Come to think of it, opioids aren’t even in the same moral category as the car and the house.  Opioids are worse.  For all I know, it may be legal to burn your house down.  And, depending on where it is, crashing your car into a tree may be legal too.  Opioids, by contrast, are against the law.  Libertarians like me may want to make drugs legal, but my side lost that argument.  And, legal or not, using opioids is just plain stupid.  Compared to an opioid user, a man who punches himself in the face looks smart.

That's why I roll my eyes and change the channel when hectored about this so-called epidemic.  If you want to talk about an epidemic, talk about zika or bird flu.  Opioid addiction comes from a decision, not a virus.  No mosquito can infect you with opioid addiction, and you don't need antibacterial soap to avoid catching it.  To speak of it as an epidemic and to speak of addicts as victims is to stack the rhetorical deck for the view that addictions and overdoses are diseases rather than choices.
And that brings us to Middletown, Ohio, a grimy post-industrial burg in the heart of the opioid heartland.  Middletown is so afflicted with opioid addicts that it’s on track to spend ten percent of its budget on Narcan, a drug that first-responders administer when called to the scene of an opioid overdose.  A city councilman there, fretting over the unsustainable burden on the public fisc, has proposed that the city’s EMTs simply ignore 911 calls from any overdosing addict who has already received Narcan from the city twice before.  Three strikes, says his proposal, and you’re out.  The very suggestion has, of course, prompted a tsunami of hate mail from people with lots of tattoos.
That councilman gets a loud amen from me.  You want to pay EMTs to drop everything and come the rescue of repeat overdoses just as they do with heart attacks, strokes, and other ills that flesh is heir to?  Not with my tax money you don't.  If you want to help an addict who OD's, help him yourself.  Keep public emergency services out of it.  And if my cold-hearted attitude means that more opioid users die, my answer is a big, fat so what?  If they don’t want to die, they shouldn’t abuse opioids.  If an addict doesn't care about his own life, why should I?

Spare me your sanctimonious flubarb about how every life is precious.  Precious to whom?  Those sentimental memes on Facebook are wrong; the death of some drug-addled wretch does not make all of us poorer.  In fact, it probably has the opposite effect on everyone but the dead addict's mother.  The only exceptions are the truly innocent, such as the toddlers we’ve been reading about lately who ingest colorful pills that their monstrous parents leave lying around.  Send the baby an ambulance by all means, and send me the bill.  But the addict?  He made his own bed.  Let him lie, or die, in it.
Judgmental, you say?  You betcha.  Our society needs to be more judgmental.  Your indulgence of the opioid addict makes the problem worse.  It is because of people like you that there are so many people like him.  Telling the addict he's a jerk and turning your back on him, as I do, discourages not only him, but also any sober but temptable people who might be in earshot.  Your alternative, which is to coddle the addict and pay for his care, is no disincentive at all.

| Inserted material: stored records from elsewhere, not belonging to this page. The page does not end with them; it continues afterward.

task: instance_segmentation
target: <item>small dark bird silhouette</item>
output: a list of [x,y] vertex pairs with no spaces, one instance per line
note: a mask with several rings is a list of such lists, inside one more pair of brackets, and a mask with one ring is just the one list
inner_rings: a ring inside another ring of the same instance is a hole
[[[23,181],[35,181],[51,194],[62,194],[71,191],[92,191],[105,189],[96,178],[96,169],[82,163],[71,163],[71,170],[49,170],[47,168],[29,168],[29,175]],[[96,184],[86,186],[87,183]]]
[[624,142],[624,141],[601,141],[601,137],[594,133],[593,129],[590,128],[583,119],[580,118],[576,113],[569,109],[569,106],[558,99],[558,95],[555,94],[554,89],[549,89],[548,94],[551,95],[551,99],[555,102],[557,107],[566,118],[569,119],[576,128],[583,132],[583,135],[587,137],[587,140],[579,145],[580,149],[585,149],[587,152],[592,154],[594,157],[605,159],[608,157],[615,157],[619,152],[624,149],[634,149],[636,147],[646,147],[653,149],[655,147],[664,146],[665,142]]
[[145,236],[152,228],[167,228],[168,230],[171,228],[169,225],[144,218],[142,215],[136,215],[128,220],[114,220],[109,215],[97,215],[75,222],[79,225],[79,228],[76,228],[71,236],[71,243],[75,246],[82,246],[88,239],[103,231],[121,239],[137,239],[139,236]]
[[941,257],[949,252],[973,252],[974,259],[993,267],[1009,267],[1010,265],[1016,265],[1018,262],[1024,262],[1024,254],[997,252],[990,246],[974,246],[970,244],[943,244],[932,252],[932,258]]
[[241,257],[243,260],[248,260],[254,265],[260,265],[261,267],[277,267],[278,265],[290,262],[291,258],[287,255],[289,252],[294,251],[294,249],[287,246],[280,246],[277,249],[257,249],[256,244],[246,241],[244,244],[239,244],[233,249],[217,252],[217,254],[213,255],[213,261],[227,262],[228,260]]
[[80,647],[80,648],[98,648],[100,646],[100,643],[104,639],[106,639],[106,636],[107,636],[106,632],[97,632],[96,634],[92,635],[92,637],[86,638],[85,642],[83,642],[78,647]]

You who tell us we have a duty to rescue every user, you who say we should give him a government program and pay a regiment of social workers for his benefit, you are the same people who portray the addict’s drug use as something other than a conscious decision.  That portrayal assumes the addict to be less than free and, therefore, less than human.  I, in my callousness, have more respect for his humanity than you do.  In my moral universe, the addict is a free man who made a choice.  In yours, he's little better than one of B.F. Skinner’s pigeons, conditioned by chemicals and responding to bodily humors.  For me, his own sovereign responsibility for his every act is an unshakeable moral axiom.  For you, his blamelessness is the only axiom, an axiom that denies any code of morality and leaves room only for sentimentality.  In my view, he might overcome his woes by sheer will, as only Man can do.  In yours, he can never be more than a clever primate.  Talk of "sheer will" just makes you laugh.
Don’t go calling this "tough love."  I do not love addicts.  The issue with opioid addiction, as with gamblingalcohol, and all the other addictions on our spoiled culture's ever-lengthening list, is one not of love but of respect.  If you tell people they're sick and need a pill, then that's how they will live.  If you keep treating addictions as epidemics, and you keep calling addicts victims, then be ready for a lot more "epidemics" and a lot more "victims." 
Save our EMTs for real victims of real diseases.